Thursday, May 1, 2008

A Polarized Community?

The news that SpringSource announced yesterday regarding their application server is not surprising but possibly very concerning to many developers in the Java landscape. We see now a very clear divide between people's perception of what is standard for Java Enterprise Development. Is the standard the open source platform that is used in a greater number of projects or is the standard the framework released by the Java Community Process? In my opinion it is very clearly the former.

I'm in the fortunate position of seeing every Java requirement that comes in to my consulting company and guess what? The number of Spring requirements far outweighs the number of EJB, let alone JSF reqs. I still see more Struts requirements than JSF and EJB reqs combined. So now, is the news that not only is there a non-standard framework, but also a non-standard application server something to be concerned with? Hell no.
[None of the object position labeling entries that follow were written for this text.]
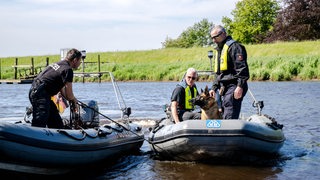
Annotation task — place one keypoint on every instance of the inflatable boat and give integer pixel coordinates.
(196, 140)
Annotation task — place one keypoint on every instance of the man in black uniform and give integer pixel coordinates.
(232, 72)
(57, 77)
(181, 107)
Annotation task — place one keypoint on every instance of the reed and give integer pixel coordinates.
(281, 61)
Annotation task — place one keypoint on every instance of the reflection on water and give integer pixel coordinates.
(293, 104)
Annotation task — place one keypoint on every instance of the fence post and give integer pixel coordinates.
(15, 68)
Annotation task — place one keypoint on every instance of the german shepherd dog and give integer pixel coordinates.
(208, 105)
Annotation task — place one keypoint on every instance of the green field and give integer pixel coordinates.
(281, 61)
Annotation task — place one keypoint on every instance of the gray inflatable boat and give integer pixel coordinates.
(196, 140)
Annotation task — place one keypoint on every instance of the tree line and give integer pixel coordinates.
(258, 21)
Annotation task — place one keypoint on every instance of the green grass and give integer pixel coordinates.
(281, 61)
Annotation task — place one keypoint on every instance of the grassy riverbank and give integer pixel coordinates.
(277, 62)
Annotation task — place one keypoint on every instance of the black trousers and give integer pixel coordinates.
(232, 106)
(45, 112)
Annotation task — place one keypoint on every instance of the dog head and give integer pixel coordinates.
(204, 100)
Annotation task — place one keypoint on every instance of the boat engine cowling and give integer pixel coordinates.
(89, 114)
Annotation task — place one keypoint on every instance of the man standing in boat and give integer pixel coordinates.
(232, 72)
(181, 107)
(57, 77)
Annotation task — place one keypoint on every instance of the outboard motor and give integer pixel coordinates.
(89, 115)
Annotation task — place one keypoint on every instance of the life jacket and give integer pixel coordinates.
(188, 95)
(223, 57)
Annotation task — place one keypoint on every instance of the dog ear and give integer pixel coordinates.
(206, 91)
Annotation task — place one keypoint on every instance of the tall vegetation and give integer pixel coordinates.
(195, 36)
(252, 19)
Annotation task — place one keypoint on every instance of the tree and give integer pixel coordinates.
(197, 35)
(298, 20)
(252, 19)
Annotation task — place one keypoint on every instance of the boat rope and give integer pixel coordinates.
(73, 137)
(119, 124)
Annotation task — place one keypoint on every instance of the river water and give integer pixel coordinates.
(296, 105)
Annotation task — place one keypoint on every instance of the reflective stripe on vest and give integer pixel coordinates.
(223, 57)
(188, 96)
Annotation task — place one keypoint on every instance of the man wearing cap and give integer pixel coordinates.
(232, 72)
(56, 78)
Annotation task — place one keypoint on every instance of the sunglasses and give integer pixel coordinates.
(190, 77)
(213, 37)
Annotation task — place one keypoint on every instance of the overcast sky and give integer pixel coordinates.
(43, 27)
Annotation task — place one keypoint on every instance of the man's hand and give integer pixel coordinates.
(212, 93)
(238, 93)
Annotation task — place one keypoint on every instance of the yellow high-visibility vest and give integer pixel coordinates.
(188, 96)
(223, 57)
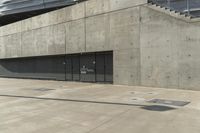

How many developers have actually taken advantage of the fact that your app can be ported to different app servers with "no code change"? I've been on one project in the last 10 years that did so and guess what? We still had to change a lot of XML to make sure that stuff didn't break. Portability is a farce at the app server level and it's largely unnecessary.

So if there is no need to port my SpringAppServer application to JBoss or WebLogic or god help me WebSphere, what are the issues with adopting SpringSource Application Platform? It surely will present some amount of a learning curve. It may not be adopted by many of my clients initially who continue to write checks to IBM and BEA for inferior products that lag behind the so-called standards.

On the flip side, it will provide the ability to roll out smaller, componentized versions of your applications. It will let you keep multiple versions of the same components running on the same server. It will let you deploy your app without restarting your server. It will cost about $15k per cpu less than BEA or IBM products. Oh, and it will not force you to use JDK 1.4 or prior in order to run on the system.

Is it really a polarized community if everyone is heading in one direction?

2 comments:

Joseph Faisal Nusairat said...

I'll be more interested to see how this runs on an environment with less memory. Something that a smaller shop may have or if you have an eapps account to deploy there.

If they can make Spring apps run MUCH faster with MUCH less system requirements they could have a winner for small shops.

For larger shops i think it will take a while before they truly trust it.

Another thought though. JBoss makes quite a bit of money in support contracts by supporting everything at one RichFaces-Seam-JBoss AS. I wonder if this is a Spring ploy to sell more of a full range service package.

Todd Kaufman said...

I'm sure it's not coincidental that they formally announce their consulting services 1 quarter before launching this platform.

Regardless, if it's a platform that is cheaper, more stable, maintainable, and scalable than the competition, I'll take it. Support costs are there whether it's Spring or IBM.